'I grew up watching Bollywood'

'I grew up watching Bollywood'

India is viewed in many ways by those who simply read or hear about it. But there are those who have the urge to come back every time they visit the country like Karl Dmitri Bishop.

Karl splits his year between Cambridge (UK) and Bangalore, a combination that works well for the photographer-cum-visual artist.

“I live in Bangalore for three to six months every year. I’ve always had a passion for India since I was a kid. I remember watching a Bollywood film when I was six or seven. I was too young to understand what was going on but I quickly got mesmerised
with what was flickering in front of my eyes — the dancing, colours and singing! Most kids grow up watching Disney but I grew up watching Bollywood and I’m sure my parents must have thought I was mad,” he recalls.

He adds, “As I got older, I read more books about Indian culture and Hinduism and later went to Oxford to pursue Hindu studies. I still hadn’t been to India at this point!”Owing to the fact that his childhood was submerged in this culture, coming here wasn’t such a culture shock to Karl. In fact, it only heightened his curiosity."

“I’ve been coming to India for many years, falling for the place in a new way
each time. But Bangalore holds a special place in my heart. On my first arrival to India, my friend surprised me with a one-way ticket to Bangalore,” he notes.

“I had never intended on coming here as it wasn’t on my typical ‘tourist attraction’ route. I remember being slightly annoyed having to waste my time in a City that I didn’t want to go to but that soon changed!” he says.

Continuing his ode to the City, Karl says, “I still remember sitting in that auto and travelling through the city looking for a hotel. I remember the smell in the air and instantly falling for the charm of the City.”

He adds, “The trees, gardens and beautiful old houses amazed me. I soon realised that there was something special about Bangalore. No matter what type of person you are or where you come from, you’d feel a sense of belonging in some part of its diverse population. I was most definitely ‘Bangalored’, which is in the Oxford dictionary, if someone doesn’t believe me!”

When asked if he has had any bad experiences so far, Karl politely replies, ‘Nothing too bad’ before revealing some rather interesting experiences.

“Of course, I have found myself in some rather bizarre situations, like swimming in a lake full of crocodiles and auto drivers driving me to their home to introduce their ‘new friend from the West’. The most freaked out I’ve ever been was being chased by an unknown
animal at night though a jungle nearby. I was sitting on the back of a speeding motorbike to get away from whatever was chasing us. The light on the hired bike wasn’t working and it was pitch dark. I have no idea to this day how we managed to survive!” he recalls and laughs.

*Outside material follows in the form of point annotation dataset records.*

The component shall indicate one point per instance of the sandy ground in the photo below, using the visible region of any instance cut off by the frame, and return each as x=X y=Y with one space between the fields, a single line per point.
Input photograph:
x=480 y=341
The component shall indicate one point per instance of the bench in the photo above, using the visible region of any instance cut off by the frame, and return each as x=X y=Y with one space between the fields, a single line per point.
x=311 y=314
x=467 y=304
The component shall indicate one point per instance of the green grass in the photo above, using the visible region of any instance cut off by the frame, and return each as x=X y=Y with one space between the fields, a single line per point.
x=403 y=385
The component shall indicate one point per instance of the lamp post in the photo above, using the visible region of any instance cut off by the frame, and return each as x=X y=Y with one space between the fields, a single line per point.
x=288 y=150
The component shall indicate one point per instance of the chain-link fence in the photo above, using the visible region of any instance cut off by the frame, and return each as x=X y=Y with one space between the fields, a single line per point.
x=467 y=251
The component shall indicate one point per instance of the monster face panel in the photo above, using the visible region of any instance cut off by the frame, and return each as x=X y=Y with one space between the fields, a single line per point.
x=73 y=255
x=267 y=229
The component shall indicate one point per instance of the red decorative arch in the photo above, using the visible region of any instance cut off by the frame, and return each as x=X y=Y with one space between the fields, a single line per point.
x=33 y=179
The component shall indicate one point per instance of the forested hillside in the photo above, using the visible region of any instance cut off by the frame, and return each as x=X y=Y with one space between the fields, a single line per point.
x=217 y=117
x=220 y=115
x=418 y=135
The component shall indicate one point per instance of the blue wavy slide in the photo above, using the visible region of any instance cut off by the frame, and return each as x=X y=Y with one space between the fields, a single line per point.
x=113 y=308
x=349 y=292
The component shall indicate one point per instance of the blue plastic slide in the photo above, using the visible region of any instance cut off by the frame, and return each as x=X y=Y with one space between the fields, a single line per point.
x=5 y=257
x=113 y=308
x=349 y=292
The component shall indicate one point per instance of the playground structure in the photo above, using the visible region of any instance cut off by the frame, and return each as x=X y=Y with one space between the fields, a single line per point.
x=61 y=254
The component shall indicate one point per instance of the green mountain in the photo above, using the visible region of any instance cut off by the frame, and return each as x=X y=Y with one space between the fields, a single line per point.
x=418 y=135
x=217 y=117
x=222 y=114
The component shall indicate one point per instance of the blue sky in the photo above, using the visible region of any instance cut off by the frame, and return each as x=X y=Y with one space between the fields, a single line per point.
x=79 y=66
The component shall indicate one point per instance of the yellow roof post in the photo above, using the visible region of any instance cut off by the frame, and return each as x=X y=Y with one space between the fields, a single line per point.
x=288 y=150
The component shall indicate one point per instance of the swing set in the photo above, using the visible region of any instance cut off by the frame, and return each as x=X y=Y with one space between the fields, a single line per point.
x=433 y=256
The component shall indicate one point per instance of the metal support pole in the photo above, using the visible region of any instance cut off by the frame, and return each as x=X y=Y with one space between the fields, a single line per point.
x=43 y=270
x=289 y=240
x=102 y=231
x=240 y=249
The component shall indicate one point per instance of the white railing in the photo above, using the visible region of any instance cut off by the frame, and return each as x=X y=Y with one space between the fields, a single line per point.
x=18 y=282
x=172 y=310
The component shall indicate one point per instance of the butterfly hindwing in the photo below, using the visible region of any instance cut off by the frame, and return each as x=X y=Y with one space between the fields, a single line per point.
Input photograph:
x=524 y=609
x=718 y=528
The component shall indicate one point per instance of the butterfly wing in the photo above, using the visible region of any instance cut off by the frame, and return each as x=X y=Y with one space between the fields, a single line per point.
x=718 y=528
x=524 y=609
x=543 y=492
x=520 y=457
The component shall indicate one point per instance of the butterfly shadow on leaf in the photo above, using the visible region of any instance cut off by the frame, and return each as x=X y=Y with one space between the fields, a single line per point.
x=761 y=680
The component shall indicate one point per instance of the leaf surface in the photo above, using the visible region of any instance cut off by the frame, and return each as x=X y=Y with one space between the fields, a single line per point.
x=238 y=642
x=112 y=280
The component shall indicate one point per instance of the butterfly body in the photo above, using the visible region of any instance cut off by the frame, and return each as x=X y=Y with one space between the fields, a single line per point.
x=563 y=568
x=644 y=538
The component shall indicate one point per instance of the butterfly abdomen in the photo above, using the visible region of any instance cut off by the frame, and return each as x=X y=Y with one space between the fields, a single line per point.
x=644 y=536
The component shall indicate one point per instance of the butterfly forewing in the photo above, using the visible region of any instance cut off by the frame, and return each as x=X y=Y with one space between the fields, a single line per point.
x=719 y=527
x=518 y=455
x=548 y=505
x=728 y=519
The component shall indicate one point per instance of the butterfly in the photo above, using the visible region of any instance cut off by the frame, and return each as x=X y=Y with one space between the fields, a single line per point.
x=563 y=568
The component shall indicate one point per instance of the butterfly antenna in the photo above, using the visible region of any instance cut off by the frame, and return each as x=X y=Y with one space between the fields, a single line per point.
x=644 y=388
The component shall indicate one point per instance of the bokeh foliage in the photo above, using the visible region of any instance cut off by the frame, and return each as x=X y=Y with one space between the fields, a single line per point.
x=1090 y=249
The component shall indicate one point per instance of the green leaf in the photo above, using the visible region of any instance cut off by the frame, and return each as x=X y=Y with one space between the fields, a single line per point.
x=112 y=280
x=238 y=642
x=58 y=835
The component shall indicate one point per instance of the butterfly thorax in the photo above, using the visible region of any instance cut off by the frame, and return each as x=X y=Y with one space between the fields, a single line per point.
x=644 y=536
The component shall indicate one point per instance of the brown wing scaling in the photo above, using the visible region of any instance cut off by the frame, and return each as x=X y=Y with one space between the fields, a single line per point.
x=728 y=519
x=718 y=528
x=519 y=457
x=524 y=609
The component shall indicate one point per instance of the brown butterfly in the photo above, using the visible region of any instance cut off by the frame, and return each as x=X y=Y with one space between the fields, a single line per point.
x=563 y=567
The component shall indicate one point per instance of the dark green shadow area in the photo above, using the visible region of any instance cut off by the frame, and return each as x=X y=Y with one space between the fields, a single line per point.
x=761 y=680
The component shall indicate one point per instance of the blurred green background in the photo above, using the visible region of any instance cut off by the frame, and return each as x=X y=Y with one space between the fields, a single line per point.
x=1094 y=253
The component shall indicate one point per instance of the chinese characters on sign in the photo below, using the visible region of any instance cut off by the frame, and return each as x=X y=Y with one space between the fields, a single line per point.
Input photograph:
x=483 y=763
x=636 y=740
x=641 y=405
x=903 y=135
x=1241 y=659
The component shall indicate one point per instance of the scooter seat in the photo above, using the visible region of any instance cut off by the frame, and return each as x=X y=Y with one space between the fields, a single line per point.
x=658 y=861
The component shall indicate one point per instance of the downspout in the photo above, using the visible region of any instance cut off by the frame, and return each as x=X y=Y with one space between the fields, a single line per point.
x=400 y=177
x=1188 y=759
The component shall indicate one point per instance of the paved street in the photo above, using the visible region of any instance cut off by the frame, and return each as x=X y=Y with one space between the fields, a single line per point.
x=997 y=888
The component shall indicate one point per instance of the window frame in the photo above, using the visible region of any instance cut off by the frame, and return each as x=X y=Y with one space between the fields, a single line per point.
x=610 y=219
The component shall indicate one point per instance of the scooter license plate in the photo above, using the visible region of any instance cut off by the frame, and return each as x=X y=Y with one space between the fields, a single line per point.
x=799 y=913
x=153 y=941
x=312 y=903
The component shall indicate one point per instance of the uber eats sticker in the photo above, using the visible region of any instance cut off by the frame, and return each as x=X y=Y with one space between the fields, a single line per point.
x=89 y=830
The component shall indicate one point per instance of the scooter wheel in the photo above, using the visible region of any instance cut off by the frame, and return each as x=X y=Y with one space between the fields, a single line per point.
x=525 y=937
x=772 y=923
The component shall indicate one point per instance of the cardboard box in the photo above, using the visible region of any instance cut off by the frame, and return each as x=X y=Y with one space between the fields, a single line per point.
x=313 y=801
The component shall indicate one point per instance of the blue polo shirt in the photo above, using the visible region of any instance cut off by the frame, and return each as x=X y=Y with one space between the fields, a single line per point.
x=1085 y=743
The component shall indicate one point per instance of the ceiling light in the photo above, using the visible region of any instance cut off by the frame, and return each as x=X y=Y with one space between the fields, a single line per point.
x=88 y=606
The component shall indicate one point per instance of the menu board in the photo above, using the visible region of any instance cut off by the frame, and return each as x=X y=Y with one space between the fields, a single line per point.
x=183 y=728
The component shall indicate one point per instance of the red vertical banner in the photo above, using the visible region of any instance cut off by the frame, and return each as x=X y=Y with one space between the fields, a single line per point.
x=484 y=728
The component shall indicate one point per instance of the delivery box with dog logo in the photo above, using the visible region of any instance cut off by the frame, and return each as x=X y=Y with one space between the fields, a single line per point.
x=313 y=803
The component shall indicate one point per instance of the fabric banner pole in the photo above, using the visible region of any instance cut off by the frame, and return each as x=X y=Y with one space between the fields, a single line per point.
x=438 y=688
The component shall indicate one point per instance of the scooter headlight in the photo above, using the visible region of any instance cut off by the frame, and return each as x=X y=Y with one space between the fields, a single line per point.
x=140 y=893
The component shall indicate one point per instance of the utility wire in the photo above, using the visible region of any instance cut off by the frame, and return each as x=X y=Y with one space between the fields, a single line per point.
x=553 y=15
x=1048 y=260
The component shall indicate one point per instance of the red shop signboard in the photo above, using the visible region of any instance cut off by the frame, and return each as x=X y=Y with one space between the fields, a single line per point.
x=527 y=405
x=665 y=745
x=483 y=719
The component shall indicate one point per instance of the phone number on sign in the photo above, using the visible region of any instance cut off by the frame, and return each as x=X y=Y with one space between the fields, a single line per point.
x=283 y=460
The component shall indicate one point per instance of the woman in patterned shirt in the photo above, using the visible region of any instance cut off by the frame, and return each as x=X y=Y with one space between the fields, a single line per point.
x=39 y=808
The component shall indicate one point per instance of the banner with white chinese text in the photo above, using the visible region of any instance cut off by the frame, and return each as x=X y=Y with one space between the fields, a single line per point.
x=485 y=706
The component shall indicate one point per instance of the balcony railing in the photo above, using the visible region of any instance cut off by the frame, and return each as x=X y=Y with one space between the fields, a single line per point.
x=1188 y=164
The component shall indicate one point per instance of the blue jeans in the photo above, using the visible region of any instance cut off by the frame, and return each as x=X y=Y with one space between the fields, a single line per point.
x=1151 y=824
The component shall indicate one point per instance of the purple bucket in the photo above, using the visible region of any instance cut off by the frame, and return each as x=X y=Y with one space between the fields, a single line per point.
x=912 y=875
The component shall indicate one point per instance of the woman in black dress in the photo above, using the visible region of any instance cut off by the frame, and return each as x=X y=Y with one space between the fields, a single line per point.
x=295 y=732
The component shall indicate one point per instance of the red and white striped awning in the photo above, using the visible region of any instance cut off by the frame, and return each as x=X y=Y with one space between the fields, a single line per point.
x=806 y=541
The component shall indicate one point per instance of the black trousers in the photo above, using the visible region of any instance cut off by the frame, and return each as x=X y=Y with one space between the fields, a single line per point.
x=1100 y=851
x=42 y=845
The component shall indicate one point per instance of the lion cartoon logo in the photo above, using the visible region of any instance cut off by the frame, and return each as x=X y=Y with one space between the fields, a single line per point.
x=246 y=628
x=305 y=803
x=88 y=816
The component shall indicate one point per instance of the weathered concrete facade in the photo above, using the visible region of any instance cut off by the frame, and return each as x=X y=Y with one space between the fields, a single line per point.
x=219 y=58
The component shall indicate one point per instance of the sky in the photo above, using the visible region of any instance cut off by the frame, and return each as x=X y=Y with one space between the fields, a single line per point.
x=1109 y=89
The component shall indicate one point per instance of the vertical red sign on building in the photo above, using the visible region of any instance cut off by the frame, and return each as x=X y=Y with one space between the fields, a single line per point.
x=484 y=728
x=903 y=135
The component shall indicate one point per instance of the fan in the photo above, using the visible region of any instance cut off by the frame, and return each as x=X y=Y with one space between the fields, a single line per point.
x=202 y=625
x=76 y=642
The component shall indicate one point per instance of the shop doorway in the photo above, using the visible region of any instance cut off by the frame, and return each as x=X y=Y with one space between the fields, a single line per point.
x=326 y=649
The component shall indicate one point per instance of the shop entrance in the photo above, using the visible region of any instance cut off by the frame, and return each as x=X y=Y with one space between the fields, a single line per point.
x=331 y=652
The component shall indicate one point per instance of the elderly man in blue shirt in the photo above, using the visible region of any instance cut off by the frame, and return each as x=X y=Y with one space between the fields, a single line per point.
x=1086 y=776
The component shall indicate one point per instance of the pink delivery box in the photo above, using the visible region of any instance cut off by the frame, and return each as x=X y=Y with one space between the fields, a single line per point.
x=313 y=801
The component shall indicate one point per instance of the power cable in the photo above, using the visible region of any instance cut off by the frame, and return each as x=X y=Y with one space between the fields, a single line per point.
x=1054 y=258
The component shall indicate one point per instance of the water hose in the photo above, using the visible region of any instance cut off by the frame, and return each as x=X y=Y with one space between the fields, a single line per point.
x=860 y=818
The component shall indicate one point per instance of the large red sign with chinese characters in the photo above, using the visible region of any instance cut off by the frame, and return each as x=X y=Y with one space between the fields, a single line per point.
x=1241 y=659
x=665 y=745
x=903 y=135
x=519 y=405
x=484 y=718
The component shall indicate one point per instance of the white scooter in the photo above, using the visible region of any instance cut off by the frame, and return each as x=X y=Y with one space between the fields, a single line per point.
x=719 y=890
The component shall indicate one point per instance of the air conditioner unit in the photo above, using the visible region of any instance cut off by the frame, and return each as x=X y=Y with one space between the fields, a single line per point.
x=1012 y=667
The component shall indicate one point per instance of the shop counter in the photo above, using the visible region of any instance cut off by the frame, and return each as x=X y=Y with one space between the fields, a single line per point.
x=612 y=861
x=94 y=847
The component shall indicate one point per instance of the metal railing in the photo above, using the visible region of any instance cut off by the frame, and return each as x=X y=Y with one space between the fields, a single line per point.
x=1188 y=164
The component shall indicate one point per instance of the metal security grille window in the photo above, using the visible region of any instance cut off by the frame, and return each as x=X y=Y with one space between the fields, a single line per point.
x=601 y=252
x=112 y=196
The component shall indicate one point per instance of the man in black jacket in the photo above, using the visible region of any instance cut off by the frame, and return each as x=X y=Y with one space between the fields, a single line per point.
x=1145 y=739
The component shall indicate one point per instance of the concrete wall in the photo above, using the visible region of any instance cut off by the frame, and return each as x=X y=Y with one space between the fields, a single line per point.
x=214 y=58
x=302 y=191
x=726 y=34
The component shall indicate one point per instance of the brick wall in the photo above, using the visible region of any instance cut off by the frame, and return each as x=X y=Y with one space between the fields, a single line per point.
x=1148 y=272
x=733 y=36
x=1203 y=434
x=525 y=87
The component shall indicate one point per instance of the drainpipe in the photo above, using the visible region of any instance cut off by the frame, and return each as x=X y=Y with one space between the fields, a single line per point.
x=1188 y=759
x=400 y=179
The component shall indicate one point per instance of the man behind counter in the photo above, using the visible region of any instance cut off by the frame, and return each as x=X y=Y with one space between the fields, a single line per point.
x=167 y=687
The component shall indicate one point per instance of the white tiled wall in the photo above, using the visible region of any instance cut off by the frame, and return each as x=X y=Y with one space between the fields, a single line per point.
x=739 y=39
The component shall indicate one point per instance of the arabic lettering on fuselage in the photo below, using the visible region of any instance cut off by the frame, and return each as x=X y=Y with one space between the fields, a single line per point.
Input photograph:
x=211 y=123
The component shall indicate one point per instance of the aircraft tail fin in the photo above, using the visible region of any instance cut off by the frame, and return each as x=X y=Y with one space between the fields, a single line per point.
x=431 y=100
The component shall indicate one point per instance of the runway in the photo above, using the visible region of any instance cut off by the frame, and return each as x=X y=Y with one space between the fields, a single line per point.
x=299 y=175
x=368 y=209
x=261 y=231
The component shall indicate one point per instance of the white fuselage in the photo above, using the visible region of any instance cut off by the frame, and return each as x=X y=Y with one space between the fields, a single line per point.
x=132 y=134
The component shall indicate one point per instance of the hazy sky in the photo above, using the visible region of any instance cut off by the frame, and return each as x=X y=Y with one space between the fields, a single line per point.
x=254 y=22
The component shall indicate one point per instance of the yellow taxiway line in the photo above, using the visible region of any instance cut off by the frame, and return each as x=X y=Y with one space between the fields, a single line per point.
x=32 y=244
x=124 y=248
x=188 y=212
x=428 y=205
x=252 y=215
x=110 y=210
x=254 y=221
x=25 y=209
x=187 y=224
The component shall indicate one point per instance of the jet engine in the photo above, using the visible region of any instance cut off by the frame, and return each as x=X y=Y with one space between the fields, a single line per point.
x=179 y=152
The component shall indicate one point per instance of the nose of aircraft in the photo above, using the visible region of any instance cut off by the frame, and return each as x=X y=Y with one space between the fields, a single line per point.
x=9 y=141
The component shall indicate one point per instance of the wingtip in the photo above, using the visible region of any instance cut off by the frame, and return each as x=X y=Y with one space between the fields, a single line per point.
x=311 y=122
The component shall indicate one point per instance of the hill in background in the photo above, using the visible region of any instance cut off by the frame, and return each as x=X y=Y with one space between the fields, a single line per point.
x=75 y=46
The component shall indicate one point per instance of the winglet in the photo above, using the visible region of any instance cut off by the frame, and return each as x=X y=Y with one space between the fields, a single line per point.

Comparing his two homes, he says that Cambridge and Bangalore are ‘similar and different at the same time’.

“I have a good group of friends in Cambridge and Bangalore. But after making friends here, I realised that they like to do the same things my friends back home like to do – they enjoy going out for a drink, go for gigs, watch the same shows and talk about the same films. It was a shock to me how people growing up in completely different settings could grow up liking the same things as me,” he notes.

Bollywood, the Himalayas, Hindu temples and festivals have all inspired Karl. “India has influenced me as an artist. My work explores our roots – who we are, where we came from and how it’s made us who we are today. |I feel that we live in a mechanical age where we have lost our sense of belonging. There is no mystery or magic anymore. But in India, there’s a much stronger connection with the past that’s still alive today. There’s also some very interesting artwork and music coming out of India.”

He adds that he has met some amazing people here without whom he wouldn’t be who he is today. When he leaves the City, what does he yearn for most?

 “Everything – from waking up and feeling sunlight stream in through the window to the chai man shouting down the road to diving into the bizarre streets. Somebody once told me that once you’ve felt the Indian dust, you can never be free of it,” wraps up Karl.